A methodology to use Flink APIs for text summarization:
Text summarization has been treated as a multi-stage processing of a problem starting with word-vectorization, followed by SoftMax classification and keyword extraction and ending with salient sentences, projected as the summary. These stages may be numerous and each stage may involve multiple operations simultaneously such as when text classification and bounding box regression are run simultaneously.  Most of the stages are also batch oriented where-as the Flink APIs are known for their suitability to streaming operations. Yet the data that appears in a text regardless of its length is inherently a stream. If the Flink APIs can count words in a stream of text, then it can be applied with sophisticated operators to the same stream of text for text summarization.
With this motivation, this article tries to look for the application of Flink APIs towards text summarization starting with light-weight peripheral application to become more intrinsic to the text summarization solution.
Flink APIs give the comfort of choosing from a wide variety of transforming operators including map and reduce like operators and with first class standard query operators over Table API. In addition, they support data representation in tabular as well as graph forms by providing abstractions for both.  Words and their neighbors can easily by represented as vertices and weighted edges of a graph so long as the weights are found and applied to the edges. The finding of weights such as with SoftMax classification from neural net is well-known and outside the scope of this article. With the graph once established for a given text, Flink APIs can be used to work with the graphs to determine the vertices based on centrality and then the extraction of sentences according to those keywords and their positional relevance. We focus on this latter part.
For example, we can use the following technique to find the shortest path between two candidates:
final StreamExecutionEnvironment env = StreamExecutionEnvironment.getExecutionEnvironment();
env.fromCollection(List<Tuple2<Edges, Integer>> tuples) 

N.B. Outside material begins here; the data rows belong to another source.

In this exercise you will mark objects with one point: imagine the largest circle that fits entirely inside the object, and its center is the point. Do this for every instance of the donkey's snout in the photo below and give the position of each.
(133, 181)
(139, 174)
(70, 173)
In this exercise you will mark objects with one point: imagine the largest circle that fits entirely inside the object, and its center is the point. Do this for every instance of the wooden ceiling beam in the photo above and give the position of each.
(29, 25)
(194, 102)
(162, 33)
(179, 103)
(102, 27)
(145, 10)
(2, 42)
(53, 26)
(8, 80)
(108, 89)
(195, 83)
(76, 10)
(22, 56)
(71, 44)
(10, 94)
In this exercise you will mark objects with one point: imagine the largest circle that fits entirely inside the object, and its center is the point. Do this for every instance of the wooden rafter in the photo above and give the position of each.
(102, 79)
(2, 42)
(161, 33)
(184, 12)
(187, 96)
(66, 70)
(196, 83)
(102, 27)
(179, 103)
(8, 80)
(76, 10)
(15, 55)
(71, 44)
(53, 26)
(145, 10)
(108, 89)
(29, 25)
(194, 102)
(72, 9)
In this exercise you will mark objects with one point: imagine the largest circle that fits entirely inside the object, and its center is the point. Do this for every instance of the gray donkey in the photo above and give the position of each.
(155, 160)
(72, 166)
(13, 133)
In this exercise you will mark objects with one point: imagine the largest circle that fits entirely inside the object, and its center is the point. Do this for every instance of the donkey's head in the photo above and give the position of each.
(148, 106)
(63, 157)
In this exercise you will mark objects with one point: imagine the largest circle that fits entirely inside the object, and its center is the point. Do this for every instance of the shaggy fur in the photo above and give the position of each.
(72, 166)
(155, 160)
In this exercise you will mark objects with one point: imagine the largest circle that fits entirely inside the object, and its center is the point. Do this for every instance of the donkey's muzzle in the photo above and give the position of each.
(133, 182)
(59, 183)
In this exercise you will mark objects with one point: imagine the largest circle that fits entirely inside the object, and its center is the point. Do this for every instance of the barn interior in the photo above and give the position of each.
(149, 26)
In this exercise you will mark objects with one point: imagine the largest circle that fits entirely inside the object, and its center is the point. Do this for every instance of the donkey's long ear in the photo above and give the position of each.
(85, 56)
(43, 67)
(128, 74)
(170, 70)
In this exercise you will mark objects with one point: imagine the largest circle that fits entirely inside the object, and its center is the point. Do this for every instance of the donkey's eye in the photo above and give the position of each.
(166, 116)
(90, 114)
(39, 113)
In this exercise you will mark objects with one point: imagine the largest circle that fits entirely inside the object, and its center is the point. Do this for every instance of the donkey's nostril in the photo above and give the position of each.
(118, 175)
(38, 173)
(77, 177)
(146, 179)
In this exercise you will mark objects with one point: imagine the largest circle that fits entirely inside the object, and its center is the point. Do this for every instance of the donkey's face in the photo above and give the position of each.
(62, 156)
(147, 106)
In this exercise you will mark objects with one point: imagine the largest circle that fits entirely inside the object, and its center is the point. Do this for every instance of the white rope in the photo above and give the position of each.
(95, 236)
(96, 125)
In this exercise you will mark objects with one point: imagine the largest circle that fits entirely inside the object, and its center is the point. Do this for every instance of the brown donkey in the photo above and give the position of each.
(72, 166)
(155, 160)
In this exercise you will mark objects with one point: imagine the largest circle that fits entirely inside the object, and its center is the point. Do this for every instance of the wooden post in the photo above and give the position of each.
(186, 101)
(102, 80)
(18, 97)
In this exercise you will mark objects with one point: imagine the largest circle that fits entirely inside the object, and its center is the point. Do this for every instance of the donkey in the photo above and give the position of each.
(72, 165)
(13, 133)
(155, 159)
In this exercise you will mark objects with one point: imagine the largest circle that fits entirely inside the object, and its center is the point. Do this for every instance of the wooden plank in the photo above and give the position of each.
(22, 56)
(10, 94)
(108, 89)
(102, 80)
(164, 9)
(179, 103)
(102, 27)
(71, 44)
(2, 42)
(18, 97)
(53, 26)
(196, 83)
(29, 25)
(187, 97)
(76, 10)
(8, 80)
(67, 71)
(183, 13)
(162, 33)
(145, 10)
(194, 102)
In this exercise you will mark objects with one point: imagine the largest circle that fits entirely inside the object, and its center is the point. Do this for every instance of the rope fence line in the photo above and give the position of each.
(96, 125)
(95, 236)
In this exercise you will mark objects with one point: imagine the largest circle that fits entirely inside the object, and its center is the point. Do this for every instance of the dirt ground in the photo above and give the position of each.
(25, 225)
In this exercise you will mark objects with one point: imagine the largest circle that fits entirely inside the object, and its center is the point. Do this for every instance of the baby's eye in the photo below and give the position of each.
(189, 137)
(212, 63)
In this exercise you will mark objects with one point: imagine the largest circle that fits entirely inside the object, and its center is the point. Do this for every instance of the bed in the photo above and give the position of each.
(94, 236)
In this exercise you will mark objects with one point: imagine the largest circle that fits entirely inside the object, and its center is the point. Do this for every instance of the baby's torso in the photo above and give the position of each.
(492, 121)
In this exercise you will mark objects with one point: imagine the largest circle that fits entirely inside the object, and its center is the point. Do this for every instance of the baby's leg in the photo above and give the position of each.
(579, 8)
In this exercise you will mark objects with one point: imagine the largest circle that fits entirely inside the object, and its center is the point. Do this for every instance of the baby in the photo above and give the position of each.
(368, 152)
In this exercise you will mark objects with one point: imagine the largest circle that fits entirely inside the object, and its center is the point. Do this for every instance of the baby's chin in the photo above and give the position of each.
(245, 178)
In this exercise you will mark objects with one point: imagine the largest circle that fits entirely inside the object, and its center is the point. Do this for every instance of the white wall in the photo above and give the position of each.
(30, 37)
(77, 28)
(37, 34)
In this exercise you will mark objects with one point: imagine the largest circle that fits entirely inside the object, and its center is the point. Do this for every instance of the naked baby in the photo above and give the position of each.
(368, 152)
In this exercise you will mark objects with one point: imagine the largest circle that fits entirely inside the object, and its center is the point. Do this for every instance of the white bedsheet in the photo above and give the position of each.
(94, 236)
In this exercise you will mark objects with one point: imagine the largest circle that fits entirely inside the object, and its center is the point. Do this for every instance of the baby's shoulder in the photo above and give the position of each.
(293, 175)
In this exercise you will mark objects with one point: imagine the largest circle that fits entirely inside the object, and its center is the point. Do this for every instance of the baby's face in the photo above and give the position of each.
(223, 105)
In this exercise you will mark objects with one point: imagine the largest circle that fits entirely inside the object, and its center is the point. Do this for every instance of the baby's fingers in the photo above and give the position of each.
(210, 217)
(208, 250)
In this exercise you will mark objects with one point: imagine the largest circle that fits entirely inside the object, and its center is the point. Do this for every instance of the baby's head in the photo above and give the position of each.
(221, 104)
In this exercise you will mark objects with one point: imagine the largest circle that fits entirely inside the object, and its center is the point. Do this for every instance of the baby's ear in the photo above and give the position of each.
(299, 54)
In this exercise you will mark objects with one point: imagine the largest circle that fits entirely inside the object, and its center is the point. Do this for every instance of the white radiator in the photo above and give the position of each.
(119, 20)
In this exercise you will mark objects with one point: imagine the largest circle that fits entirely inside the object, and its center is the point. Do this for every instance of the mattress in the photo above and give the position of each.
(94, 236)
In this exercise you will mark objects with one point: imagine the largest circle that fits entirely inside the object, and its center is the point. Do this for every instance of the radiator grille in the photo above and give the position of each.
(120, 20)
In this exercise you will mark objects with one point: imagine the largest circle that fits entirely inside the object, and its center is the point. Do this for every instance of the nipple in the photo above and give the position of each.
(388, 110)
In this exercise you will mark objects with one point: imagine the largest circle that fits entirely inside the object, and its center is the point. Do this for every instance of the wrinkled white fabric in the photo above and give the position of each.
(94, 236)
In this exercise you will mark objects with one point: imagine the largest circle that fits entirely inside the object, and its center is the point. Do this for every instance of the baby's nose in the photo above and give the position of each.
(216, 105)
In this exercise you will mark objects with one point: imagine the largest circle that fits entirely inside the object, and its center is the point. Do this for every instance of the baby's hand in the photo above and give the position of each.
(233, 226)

            .flatMap(new ExtractWeights())
            .keyBy(0)
            .timeWindow(Time.seconds(30))
            .sum(1)
            .filter(new FilterWeights())
            .timeWindowAll(Time.seconds(30))
            .apply(new GetTopWeights())
            .print();
We can even use single-source shortest path for a classification. It might involve multiple iterations with at least one pass for each vertex as source:
SingleSourceShortestPaths<Integer, NullValue> singleSourceShortestPaths = new SingleSourceShortestPaths<>(sourceVertex, maxIterations);
Advanced techniques may utilize streaming graph operators that are not restricted by the size of the graph and are first-class operators over graph.